Deze neurobiologische conceptualisaties lopen het risico aan te nemen dat pathologische gokkers een homogene groep vertegenwoordigen. Dit is waarschijnlijk niet waar. The Pathways Model geëxpliciteerd door Blaszczynski & Nower14 (hoewel het nog niet volledig gevalideerd is) stelt drie hypothesen voor in ongeordend gokken. Individuen in de eerste groep hebben geen predisponerende kwetsbaarheden; hun gokproblemen zijn eerder geconditioneerd door de psychologische eigenschappen van de spellen zelf, en misschien door de ervaring van een 'grote overwinning' in het begin van hun gokcarrière. De tweede subgroep is vatbaar voor depressie of angst, en deze individuen beginnen te gokken als een middel om te ontsnappen of om anderszins deze emotionele problemen te verlichten. De derde groep is aanwezig met antisociale en impulsieve tendensen, vergezeld van neuropsychologisch bewijs van betrokkenheid van de frontale cortex, en het kan deze subgroep zijn die wordt gekarakteriseerd in de neurobiologische onderzoeken in klinische groepen die hierboven zijn beschreven.

Beslissingen in de diagnose van pathologisch gokken

Twee verdere veranderingen in de diagnose van pathologisch gokken zijn waarschijnlijk in de DSM-5. De beslissing om de ziekte 'ongeordend gokken' te hernoemen is ingegeven door verwarring tussen de termen pathologisch gokken en 'probleemgokken'. Epidemiologische gegevens15 aantonen dat er substantiële schade door gokken bestaat bij veel mensen die niet voldoen aan de formele DSM-IV-grens van vijf symptomen van de tien genoemde, wat sommigen ertoe aanzet de term 'probleemgokker' enigszins willekeurig te gebruiken. De British Gambling Prevalence Survey16 nam een ​​meer liberale drempel van drie DSM-symptomen voor detectie van 'probleemgokken' (zie hieronder). Na voorgesteld te hebben het algemene onderscheid tussen drugsmisbruik en 'afhankelijkheid' af te schaffen, blijft de DSM-5-werkgroep bewijzen verzamelen over de precieze plaatsing van de drempel voor het diagnosticeren van ongeordend gokken.

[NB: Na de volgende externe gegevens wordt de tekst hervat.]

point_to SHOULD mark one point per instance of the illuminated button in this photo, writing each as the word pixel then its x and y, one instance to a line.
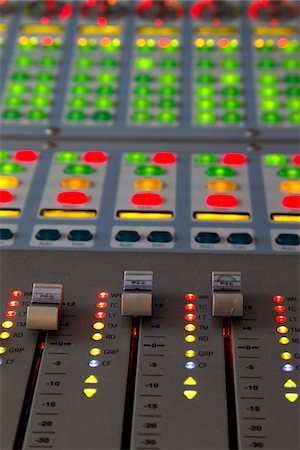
pixel 147 184
pixel 148 199
pixel 164 158
pixel 75 183
pixel 72 198
pixel 7 182
pixel 5 234
pixel 80 235
pixel 205 237
pixel 94 157
pixel 6 196
pixel 150 170
pixel 46 234
pixel 221 185
pixel 287 239
pixel 25 156
pixel 240 238
pixel 291 201
pixel 160 236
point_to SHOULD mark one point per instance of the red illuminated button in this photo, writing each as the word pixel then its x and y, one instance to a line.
pixel 147 199
pixel 26 156
pixel 94 157
pixel 222 201
pixel 234 159
pixel 164 158
pixel 72 198
pixel 6 196
pixel 291 201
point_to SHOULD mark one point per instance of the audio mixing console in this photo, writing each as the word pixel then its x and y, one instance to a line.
pixel 149 224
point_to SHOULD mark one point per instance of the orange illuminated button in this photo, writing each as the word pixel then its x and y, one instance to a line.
pixel 234 159
pixel 94 157
pixel 26 156
pixel 72 198
pixel 6 196
pixel 164 158
pixel 221 185
pixel 148 199
pixel 147 184
pixel 75 183
pixel 221 201
pixel 291 201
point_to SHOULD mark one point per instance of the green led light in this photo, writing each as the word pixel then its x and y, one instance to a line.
pixel 102 116
pixel 140 116
pixel 136 157
pixel 78 169
pixel 222 171
pixel 144 63
pixel 149 171
pixel 289 172
pixel 37 115
pixel 9 168
pixel 66 157
pixel 275 159
pixel 166 117
pixel 205 158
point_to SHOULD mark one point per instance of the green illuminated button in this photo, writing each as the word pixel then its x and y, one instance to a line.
pixel 82 77
pixel 136 157
pixel 8 168
pixel 205 117
pixel 76 116
pixel 222 171
pixel 166 117
pixel 275 159
pixel 144 63
pixel 205 158
pixel 66 157
pixel 140 116
pixel 36 115
pixel 102 116
pixel 11 114
pixel 289 172
pixel 78 169
pixel 149 171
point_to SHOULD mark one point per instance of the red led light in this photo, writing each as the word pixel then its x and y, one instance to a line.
pixel 164 158
pixel 26 156
pixel 94 157
pixel 280 319
pixel 234 159
pixel 146 199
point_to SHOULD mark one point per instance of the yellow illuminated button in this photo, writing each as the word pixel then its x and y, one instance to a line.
pixel 291 396
pixel 221 185
pixel 147 184
pixel 8 182
pixel 75 183
pixel 190 381
pixel 189 394
pixel 290 186
pixel 91 379
pixel 89 392
pixel 290 383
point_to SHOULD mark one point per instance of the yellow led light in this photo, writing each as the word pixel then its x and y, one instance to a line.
pixel 290 186
pixel 7 324
pixel 147 184
pixel 97 337
pixel 7 182
pixel 68 214
pixel 98 325
pixel 190 354
pixel 221 185
pixel 190 338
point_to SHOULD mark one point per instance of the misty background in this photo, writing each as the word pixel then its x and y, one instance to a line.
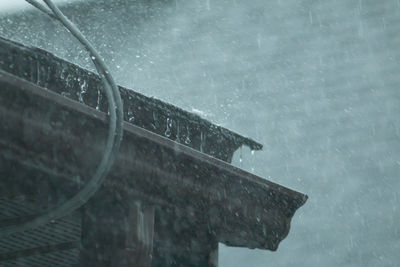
pixel 316 82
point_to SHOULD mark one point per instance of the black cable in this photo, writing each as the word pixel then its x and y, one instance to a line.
pixel 115 131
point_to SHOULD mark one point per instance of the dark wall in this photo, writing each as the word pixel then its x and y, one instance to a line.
pixel 315 81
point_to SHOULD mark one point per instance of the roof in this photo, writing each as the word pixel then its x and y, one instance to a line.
pixel 50 110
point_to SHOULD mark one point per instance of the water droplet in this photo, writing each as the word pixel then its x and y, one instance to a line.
pixel 82 91
pixel 65 94
pixel 187 139
pixel 131 117
pixel 202 141
pixel 168 130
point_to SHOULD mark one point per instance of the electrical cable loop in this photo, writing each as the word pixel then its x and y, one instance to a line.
pixel 115 130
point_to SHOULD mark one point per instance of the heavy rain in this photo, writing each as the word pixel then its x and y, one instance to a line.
pixel 315 82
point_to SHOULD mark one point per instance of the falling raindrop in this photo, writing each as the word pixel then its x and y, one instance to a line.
pixel 83 90
pixel 187 139
pixel 155 120
pixel 169 125
pixel 202 141
pixel 99 98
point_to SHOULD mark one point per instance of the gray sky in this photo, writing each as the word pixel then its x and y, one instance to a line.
pixel 13 5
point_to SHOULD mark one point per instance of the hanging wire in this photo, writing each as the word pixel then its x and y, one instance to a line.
pixel 115 130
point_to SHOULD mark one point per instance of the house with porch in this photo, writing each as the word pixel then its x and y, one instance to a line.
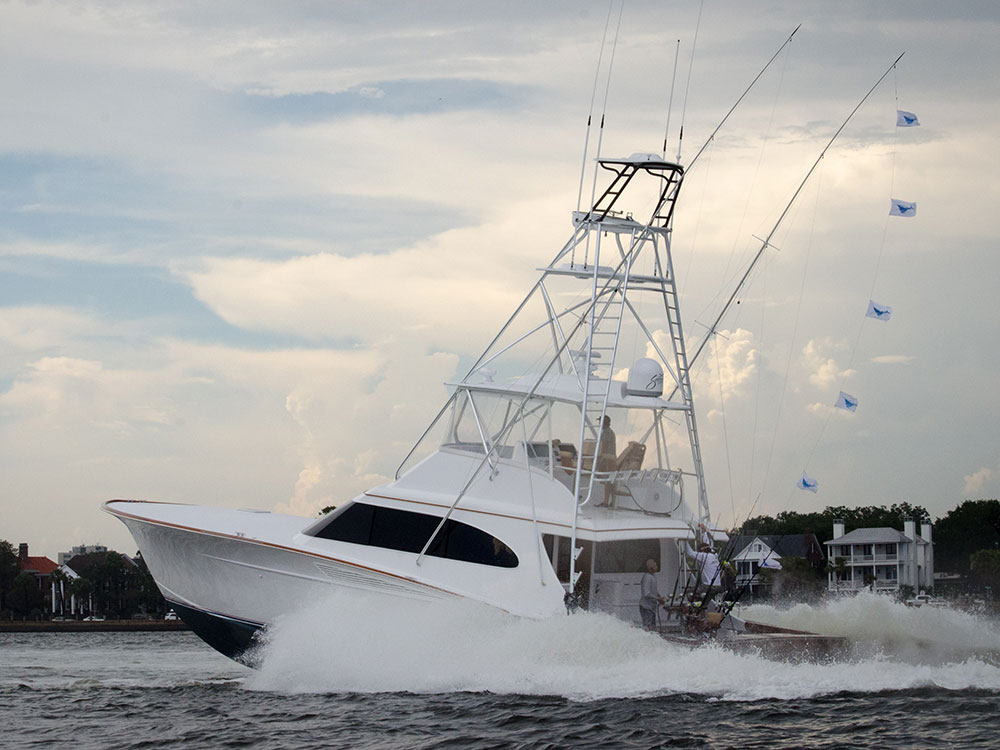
pixel 880 559
pixel 751 552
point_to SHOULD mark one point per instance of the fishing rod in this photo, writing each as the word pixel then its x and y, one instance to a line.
pixel 742 96
pixel 593 98
pixel 766 242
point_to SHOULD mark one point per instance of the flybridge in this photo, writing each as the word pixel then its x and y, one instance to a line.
pixel 572 386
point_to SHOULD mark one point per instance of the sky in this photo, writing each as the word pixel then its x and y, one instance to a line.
pixel 243 245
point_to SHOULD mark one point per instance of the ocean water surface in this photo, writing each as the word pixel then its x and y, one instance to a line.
pixel 366 674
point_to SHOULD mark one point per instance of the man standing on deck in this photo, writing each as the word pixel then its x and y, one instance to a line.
pixel 708 566
pixel 651 598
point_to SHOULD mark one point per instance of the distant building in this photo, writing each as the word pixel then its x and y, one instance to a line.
pixel 83 549
pixel 751 551
pixel 39 567
pixel 881 559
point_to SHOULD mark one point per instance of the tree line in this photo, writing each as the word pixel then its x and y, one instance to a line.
pixel 109 584
pixel 966 539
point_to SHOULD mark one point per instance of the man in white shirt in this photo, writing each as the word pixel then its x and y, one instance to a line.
pixel 651 598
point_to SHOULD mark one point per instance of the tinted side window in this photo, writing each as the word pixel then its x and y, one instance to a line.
pixel 458 541
pixel 401 529
pixel 354 524
pixel 406 531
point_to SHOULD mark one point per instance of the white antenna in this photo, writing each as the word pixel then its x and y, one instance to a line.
pixel 604 106
pixel 590 113
pixel 687 86
pixel 670 101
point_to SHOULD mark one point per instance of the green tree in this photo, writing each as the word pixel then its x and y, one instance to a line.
pixel 10 568
pixel 25 595
pixel 60 580
pixel 821 523
pixel 973 525
pixel 82 588
pixel 985 568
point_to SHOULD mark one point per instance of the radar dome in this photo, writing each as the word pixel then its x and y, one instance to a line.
pixel 645 378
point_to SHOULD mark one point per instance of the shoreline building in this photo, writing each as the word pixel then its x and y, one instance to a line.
pixel 81 549
pixel 751 552
pixel 880 559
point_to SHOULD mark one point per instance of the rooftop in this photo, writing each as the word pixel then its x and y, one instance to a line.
pixel 878 535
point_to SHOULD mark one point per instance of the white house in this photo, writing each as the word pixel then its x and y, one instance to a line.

Een andere wijziging is de verwijdering van een van de tien criteria, die vraagt ​​of de gokker illegale handelingen heeft verricht ter ondersteuning van hun gokspellen. Naast het voor de hand liggende punt dat mensen mogelijk niet bereid zijn om deze informatie bekend te maken, hebben twee epidemiologische onderzoeken aangetoond dat dit item alleen op betrouwbare wijze wordt goedgekeurd door de meest ernstige pathologische gokkers die al aan de meeste andere vermelde criteria voldoen en als zodanig de 'illegale handelingen' 'item voegt weinig discriminerende kracht toe.15,17 Deze conclusie is echter afgeleid van werk in volwassen populaties en het is denkbaar dat het item illegale handelingen meer bruikbaar is in specifieke populaties zoals adolescenten.2 Onze klinische ervaringen suggereren dat het zeer informatief kan zijn om te beoordelen of de morele lijn naar criminele activiteiten is overschreden bij het nastreven van gokfondsen.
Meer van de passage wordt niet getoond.